When creating a scoring system, the convenience of the calculation should be emphasized, and until now, a simple decision-tree algorithm [22] or scoring system utilizing a simplified odds ratio [25] had been considered to be optimal. Today, however, electronic devices allow more complex formulae to be used, and utilize statistical algorithms with more logical and statistically verified backgrounds, enabling the creation of more accurate, and possibly more complex, scoring systems. In the present study, we judged that a logistic regression algorithm was optimal for establishing the CAST score system based on the results of an internal validation. To calculate the score more easily, we developed application tools for calculating the CAST score as iOS applications for the iPad [26] and iPhone [27].

Studies on predictive scores, while being extremely interesting, can also be contentious [28]. Predictive scores should be carefully considered, since they only show the probability of outcome in a general population, and not the precise probability for an individual patient. Although predictive scores can be useful for guiding decision-making and risk assessments for individual patients [28], their results are not absolute. Of course, the final therapeutic strategy should be decided based not only on the results of the scoring system, but also on different factors, such as the results of discussions with family members, the patient’s own wishes, societal considerations, etc. Most importantly, a patient’s exact neurological prognosis cannot be predicted without decisive examinations, such as an electroencephalogram or the long-term observation.

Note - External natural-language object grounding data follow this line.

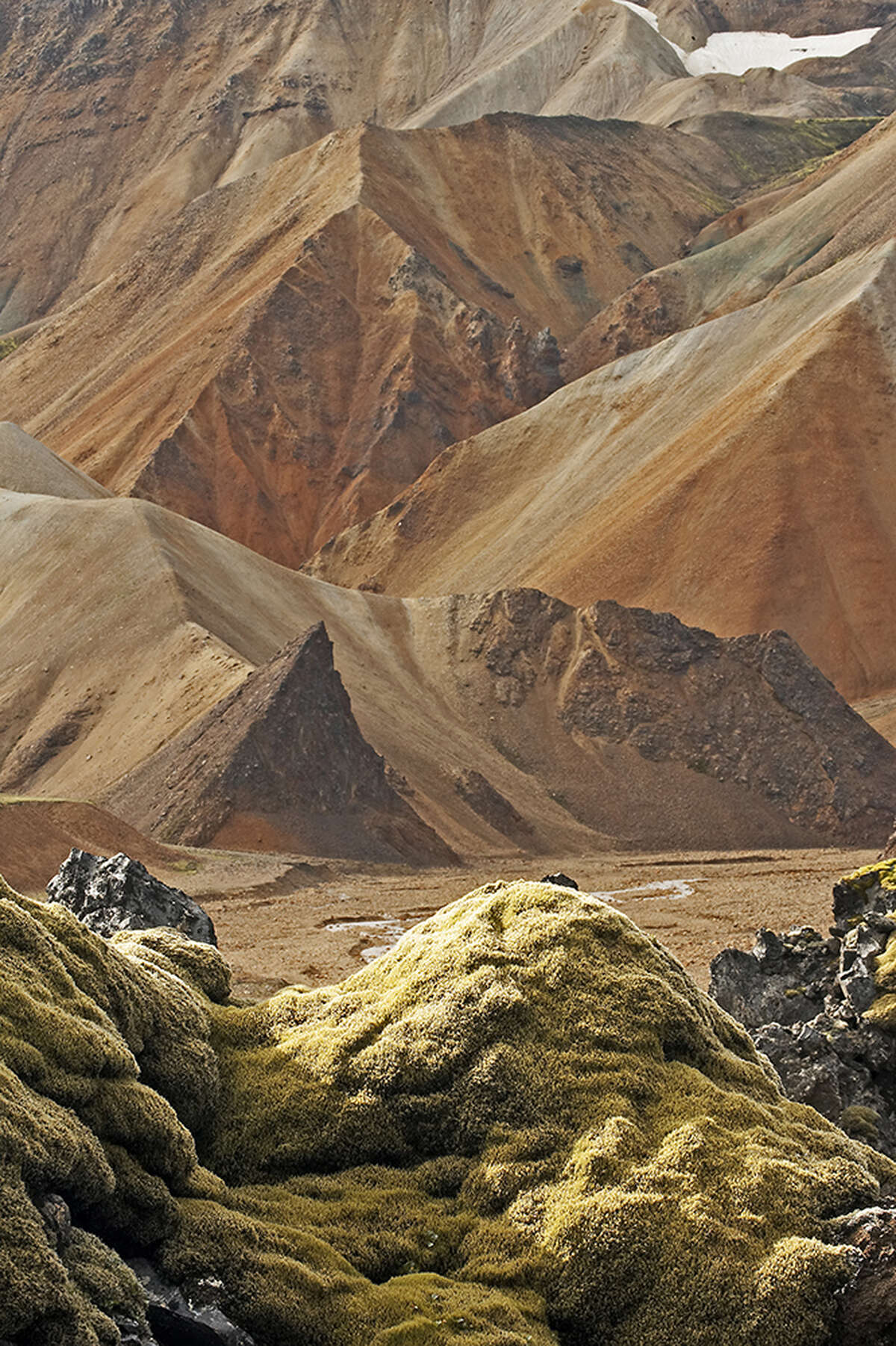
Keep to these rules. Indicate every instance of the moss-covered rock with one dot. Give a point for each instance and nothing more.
(523, 1126)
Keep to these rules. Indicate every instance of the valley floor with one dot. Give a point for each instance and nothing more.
(284, 925)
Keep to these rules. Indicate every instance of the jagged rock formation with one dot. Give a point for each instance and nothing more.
(281, 754)
(120, 894)
(822, 1008)
(763, 435)
(511, 1128)
(590, 745)
(352, 310)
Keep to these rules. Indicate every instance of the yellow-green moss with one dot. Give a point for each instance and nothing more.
(883, 1011)
(523, 1121)
(614, 1141)
(84, 1029)
(882, 871)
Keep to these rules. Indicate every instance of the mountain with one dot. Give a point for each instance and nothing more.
(767, 244)
(296, 347)
(739, 474)
(182, 692)
(281, 754)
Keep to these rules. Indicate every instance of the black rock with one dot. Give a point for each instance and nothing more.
(179, 1319)
(120, 894)
(803, 1000)
(867, 1309)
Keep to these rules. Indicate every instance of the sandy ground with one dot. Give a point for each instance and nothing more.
(318, 925)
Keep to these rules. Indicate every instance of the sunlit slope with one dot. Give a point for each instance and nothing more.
(296, 347)
(740, 474)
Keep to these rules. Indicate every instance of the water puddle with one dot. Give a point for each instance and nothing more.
(650, 891)
(385, 931)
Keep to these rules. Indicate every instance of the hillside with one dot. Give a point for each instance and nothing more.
(340, 317)
(766, 435)
(505, 722)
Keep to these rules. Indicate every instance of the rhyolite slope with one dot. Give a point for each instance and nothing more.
(281, 753)
(521, 1126)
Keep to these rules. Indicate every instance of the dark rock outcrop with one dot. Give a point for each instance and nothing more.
(751, 711)
(186, 1319)
(889, 849)
(818, 1007)
(867, 1309)
(120, 894)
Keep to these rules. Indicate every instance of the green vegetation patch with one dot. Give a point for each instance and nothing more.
(523, 1124)
(771, 151)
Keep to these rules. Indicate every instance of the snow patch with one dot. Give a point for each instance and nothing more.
(736, 53)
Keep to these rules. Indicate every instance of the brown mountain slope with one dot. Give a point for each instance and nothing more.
(117, 116)
(508, 720)
(283, 755)
(26, 465)
(740, 474)
(767, 244)
(302, 344)
(37, 835)
(762, 92)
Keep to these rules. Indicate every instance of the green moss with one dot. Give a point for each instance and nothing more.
(523, 1121)
(883, 872)
(617, 1144)
(84, 1029)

The predictive accuracy of the CAST score is limited, because it was created using retrospective data, even though its generalizability is likely to be high, since it was developed using data from multiple centers. We have to take into account that there were some missing values, for which we conducted some unit imputations. Moreover, it is possible that minor differences between hospital protocols (such as the kinds of sedatives or methods used for inducing and maintaining induced hypothermia) could have had some influence on the patient outcomes. The differences in the baseline characteristics of the patients among the participating hospitals can also not be ignored, because of the limited sample size of the study. It would be interest to conduct the further validation of the score using data from more participating hospitals. The endpoint used in this study was the outcome at 30 days. Although the outcome at 30 days has been used in a few other studies that have attempted to establish a predictive score for cardiac arrest patients [10, 29], it may be better to set longer-term end points, such as outcome at 90 days, for more accurate prediction of the future clinical course [30]. Prospective validation of the CAST score and a study to examine the usefulness of this score for predicting the long-term prognosis of PCAS patients are warranted.

Conclusions

The CAST score was developed to predict the potential neurological outcomes of PCAS patients treated by induced hypothermia. According to our results, in PCAS patients with a CAST score of ≤15%, the likelihood of a good recovery at 30 days is extremely low. Prospective validation of the CAST score is needed in the future.